Todas elas mostraram que a união faz a força e cada vez mais mulheres assumindo este mercado as vantagens só aumentam para os negócios no país. Por isso, deram dicas para quem está começando no mundo do empreendedorismo.

“Primeiro: nós, mulheres, em muitos casos a gente se auto sabota. Acreditamos que o mundo dos negócios é uma atmosfera masculina, que não temos chance e só cuidamos do lado criativo. Eu com 16 anos de idade, ou até antes, sonhava em construir minha história, em ser gigante e fui capaz de conquistar. Eu quero que a mulher seja a referência de negócio, a gente tem uma inteligência emocional que hoje em dia as marcas precisam ter.

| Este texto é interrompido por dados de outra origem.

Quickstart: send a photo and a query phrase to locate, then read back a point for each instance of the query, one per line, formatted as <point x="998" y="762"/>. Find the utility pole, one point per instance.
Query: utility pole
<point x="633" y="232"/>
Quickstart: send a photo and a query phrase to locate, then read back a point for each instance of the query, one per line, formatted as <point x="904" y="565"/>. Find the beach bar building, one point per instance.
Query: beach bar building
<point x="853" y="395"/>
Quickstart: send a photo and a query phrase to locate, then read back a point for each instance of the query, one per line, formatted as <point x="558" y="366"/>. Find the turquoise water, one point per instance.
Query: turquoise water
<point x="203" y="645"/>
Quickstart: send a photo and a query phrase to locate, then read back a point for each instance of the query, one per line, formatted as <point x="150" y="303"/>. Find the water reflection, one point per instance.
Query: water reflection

Hoje em dia a marca não é só algo frio e comercial, precisa ser cada vez mais humanizada, principalmente com a internet ela precisa estar cada vez mais conectada com seu público e nisso não tem quem faça melhor do que a mulher”, afirma Bianca.

“Se você sonha com isso, faça um plano de negócio, pegue um papel e comece a escrever o que você quer para a sua vida, entender qual o primeiro passo. Faça o que você tem agora, começa! No caminho você vai descobrindo, se conectando e aprendendo cada vez mais e adicionando no seu negócio”, explica.

Mari Saad frisou a importância de desfrutar o caminho e estar aberto às oportunidades. “O lance de você captar as oportunidades e entender tudo como uma passagem importante, que faz parte do caminho. Eu vejo isso porque lembro de aceitar vários trabalhos que na época não faziam tanto sentido pra mim, que às vezes não valem pelo financeiro, mas valeu pela experiência. Tudo é muito vantajoso, então estar em movimento e estar aberta às oportunidades é uma gentileza com você mesma”, disse.

“Também é importante se ver como empresa, te traz uma postura diferente, um olhar para capacitação de pessoas. Impossível você conseguir dar os próximos passos sem olhar internamente e entender que esse investimento é necessário o tempo todo. Várias cabeças pensantes é muito mais interessante que uma só, a gente consegue chegar em melhores conclusões para várias coisas que a gente precisa, juntando o time todo”, completou.

“Outra dica é a constância em rede social é uma coisa muito importante, conta bastante sobre você e mostra seu trabalho. Mas do fundo do coração é estar de acordo com suas vontades e entregar o melhor de si todos os dias. Precisam estar bem equilibrados o lado profissional com o pessoal para a gente conseguir se comportar da melhor maneira”, concluiu Mari.

Marina Repetto afirmou que é necessário se arriscar sem medo. “Às vezes o mundo vai dizer que aquilo não funciona. Mas se você sente, vá sem medo. De fato não temos como saber os resultados, mas só vamos saber de fato se a gente tentar”, opina.